Estaba hojeando el informe de la autopsia, cuando Charbonneau apareció en la puerta. Me pareció que su talante no era muy propicio. Tenía los ojos inyectados en sangre y no se molestó en saludarme. Entró sin pedir permiso y se sentó frente a mí, al otro lado del escritorio.
Mientras lo observaba tuve una momentánea sensación de derrota. Sus torpes pasos, sus movimientos desmadejados y más concretamente su corpulencia, despertaron en mí algo que creía haber desechado. O que ya se había alejado de mí.
Por un momento me pareció ver a Pete sentado allí delante, y mi mente retrocedió en el tiempo. Su cuerpo había sido embriagador para mí. Nunca supe si se debía a sus proporciones o a sus movimientos relajados. Tal vez fuera la fascinación que él sentía por mí. Aquello había parecido auténtico. Nunca me saciaba de él. Había tenido fantasías sexuales, extraordinarias, pero desde el momento en que lo vi entre la lluvia ante la librería jurídica siempre lo había asociado con ellas. Pensé que en aquel mismo instante podría imaginar una de ellas. «¡Jesús, Brennan! ¡Contrólate!» Volví bruscamente a la realidad.
Aguardé a que comenzara Charbonneau, que tenía la mirada baja, fija en sus manos.
– Mi compañero acaso sea un hijo de perra pero no es mal tipo -me dijo en inglés.
No respondí. Advertí que sus pantalones tenían los dobladillos cosidos a mano y me pregunté si los habría acortado él mismo.

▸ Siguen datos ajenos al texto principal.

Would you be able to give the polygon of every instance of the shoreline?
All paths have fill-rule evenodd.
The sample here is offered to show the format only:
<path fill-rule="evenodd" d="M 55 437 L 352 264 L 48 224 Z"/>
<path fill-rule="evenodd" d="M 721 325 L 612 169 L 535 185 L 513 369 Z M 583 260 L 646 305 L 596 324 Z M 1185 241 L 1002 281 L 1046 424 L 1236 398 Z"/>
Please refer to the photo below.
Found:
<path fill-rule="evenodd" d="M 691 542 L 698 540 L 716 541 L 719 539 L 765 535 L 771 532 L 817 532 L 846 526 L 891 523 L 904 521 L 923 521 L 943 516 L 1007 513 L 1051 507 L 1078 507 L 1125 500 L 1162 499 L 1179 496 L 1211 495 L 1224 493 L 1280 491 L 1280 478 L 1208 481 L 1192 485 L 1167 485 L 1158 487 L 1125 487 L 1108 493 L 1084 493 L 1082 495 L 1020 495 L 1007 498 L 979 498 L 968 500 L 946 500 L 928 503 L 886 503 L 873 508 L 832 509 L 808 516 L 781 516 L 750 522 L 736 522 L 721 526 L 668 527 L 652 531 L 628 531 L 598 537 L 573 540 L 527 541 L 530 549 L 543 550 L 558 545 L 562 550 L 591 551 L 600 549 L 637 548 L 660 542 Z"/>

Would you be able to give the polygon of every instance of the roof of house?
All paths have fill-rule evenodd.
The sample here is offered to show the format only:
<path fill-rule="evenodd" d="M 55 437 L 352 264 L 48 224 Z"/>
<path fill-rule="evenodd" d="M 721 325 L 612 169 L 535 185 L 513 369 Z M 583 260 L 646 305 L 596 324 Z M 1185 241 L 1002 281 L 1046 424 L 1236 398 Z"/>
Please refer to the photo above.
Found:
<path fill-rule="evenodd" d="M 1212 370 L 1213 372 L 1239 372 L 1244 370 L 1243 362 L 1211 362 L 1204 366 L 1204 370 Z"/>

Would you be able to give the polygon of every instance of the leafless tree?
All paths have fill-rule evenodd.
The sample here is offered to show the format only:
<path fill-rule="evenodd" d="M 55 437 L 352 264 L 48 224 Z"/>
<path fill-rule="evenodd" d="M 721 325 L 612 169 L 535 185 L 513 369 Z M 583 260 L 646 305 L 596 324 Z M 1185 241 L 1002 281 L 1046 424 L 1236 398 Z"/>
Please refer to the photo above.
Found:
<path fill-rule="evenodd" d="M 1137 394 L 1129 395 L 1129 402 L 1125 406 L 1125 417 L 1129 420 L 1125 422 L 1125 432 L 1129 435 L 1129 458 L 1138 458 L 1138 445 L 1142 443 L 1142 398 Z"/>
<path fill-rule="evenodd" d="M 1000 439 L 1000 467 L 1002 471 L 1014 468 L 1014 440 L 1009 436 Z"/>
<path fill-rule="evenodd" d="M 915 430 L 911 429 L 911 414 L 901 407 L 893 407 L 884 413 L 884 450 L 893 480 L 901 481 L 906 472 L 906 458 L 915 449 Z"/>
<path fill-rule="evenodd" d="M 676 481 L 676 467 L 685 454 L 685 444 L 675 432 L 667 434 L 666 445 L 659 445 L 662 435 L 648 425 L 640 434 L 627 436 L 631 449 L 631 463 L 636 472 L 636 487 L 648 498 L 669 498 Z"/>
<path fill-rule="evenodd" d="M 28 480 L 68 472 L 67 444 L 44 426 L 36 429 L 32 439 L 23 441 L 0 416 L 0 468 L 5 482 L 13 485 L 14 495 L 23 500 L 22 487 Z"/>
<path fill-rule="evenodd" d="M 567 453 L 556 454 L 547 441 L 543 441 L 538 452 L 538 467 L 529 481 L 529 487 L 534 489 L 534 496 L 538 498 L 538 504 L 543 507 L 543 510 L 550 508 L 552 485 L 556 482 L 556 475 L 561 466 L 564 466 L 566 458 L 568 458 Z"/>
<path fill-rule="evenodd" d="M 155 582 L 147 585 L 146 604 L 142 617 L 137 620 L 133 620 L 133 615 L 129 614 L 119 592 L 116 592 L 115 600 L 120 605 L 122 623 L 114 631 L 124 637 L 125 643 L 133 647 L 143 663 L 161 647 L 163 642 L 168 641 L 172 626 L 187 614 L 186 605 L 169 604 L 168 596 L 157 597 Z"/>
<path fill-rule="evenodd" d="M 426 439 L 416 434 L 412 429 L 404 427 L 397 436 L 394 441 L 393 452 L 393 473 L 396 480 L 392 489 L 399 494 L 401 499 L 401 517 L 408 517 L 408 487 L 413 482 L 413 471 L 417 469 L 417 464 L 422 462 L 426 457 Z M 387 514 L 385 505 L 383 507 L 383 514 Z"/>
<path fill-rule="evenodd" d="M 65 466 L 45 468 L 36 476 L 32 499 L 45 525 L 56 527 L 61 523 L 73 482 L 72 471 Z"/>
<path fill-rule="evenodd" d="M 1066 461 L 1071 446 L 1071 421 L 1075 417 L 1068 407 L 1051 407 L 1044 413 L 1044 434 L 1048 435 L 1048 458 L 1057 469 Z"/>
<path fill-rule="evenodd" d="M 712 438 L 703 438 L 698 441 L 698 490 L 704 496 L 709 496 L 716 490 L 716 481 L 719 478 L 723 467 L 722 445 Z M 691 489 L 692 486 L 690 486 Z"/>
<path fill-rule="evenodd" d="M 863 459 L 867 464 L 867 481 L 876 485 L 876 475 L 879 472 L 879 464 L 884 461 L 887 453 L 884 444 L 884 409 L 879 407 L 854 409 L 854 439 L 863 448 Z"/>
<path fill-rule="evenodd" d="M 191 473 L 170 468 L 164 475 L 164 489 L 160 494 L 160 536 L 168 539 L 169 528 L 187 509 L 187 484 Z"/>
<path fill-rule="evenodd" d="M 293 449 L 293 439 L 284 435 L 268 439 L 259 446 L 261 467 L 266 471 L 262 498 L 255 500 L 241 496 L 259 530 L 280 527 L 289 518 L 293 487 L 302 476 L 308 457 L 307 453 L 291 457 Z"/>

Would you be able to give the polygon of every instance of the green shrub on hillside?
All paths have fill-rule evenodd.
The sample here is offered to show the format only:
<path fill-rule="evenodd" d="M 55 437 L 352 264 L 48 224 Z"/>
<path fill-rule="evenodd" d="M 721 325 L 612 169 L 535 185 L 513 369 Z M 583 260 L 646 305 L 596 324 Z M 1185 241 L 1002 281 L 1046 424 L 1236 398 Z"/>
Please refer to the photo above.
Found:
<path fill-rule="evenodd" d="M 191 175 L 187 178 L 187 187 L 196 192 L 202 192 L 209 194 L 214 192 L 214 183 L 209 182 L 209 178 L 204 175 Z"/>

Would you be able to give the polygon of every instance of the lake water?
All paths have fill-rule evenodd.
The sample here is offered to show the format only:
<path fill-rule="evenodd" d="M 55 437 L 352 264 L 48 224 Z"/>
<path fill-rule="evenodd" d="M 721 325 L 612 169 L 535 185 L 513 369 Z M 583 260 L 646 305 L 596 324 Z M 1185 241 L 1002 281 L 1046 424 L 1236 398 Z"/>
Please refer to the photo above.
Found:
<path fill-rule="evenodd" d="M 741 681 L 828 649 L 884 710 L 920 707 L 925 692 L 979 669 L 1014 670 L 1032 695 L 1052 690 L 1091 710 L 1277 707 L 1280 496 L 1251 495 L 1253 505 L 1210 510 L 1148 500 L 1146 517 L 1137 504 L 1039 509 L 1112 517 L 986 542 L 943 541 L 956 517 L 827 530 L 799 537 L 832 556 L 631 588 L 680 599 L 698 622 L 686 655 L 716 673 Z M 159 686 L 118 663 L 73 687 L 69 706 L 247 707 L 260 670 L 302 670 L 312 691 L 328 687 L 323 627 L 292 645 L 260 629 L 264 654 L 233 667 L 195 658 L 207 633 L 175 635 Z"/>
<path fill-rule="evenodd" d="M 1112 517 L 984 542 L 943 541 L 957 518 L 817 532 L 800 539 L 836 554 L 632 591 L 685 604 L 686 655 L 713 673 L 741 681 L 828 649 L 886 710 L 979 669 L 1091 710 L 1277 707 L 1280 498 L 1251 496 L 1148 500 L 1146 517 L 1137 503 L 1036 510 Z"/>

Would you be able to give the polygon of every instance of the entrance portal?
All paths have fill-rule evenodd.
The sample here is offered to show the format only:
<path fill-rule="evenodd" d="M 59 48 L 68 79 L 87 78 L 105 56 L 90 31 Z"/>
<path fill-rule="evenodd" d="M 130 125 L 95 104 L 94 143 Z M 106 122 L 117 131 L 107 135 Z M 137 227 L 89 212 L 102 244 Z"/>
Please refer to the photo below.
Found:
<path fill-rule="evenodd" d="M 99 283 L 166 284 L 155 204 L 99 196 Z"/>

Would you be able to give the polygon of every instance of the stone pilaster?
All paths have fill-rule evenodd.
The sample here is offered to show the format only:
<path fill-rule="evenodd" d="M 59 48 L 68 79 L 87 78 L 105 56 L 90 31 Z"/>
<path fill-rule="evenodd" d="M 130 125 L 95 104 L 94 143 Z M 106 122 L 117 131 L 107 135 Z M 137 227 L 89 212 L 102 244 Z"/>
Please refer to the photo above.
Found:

– Sólo es… algo testarudo. No le gustan los cambios.
– Sí.
No me miraba a los ojos: se sentía incómodo.
– ¿Y bien? -lo estimulé.
Se recostó en la silla y se repasó una uña para evitar aún el contacto visual. Desde un aparato de radio, Roch Voísine cantaba una dulce canción sobre Héléne.
– Dice que va a presentar una queja.
Dejó caer las manos y desvió la mirada hacia la ventana.
– ¿Una queja?
Trataba de mostrarme indiferente.
– Ante el ministro, el director y LaManche. Incluso está considerando el colegio profesional.
– ¿Y qué es lo que le molesta al señor Claudel?
Me esforzaba por mantener la calma.
– Dice que usted se excede en sus atribuciones, que se interfiere en asuntos que no son de su incumbencia y en la investigación que él lleva a cabo.
La brillante luz del sol le hizo entornar los ojos.
Sentí una opresión en el estómago y una oleada de calor.
– Prosiga, por favor -insistí inexpresiva.
– Piensa que usted está… -trataba de encontrar la palabra adecuada, sin duda con el fin de sustituirla por la que Claudel había utilizado realmente-… extralimitándose.
– ¿Y qué significa eso con exactitud?
El hombre seguía sin mirarme.
– Dice que trata de dar al caso Gagnon mayor resonancia de la que tiene, que busca toda clase de complicaciones que en realidad no existen y que intenta convertir un simple asesinato en una extravagancia psicótica al estilo estadounidense.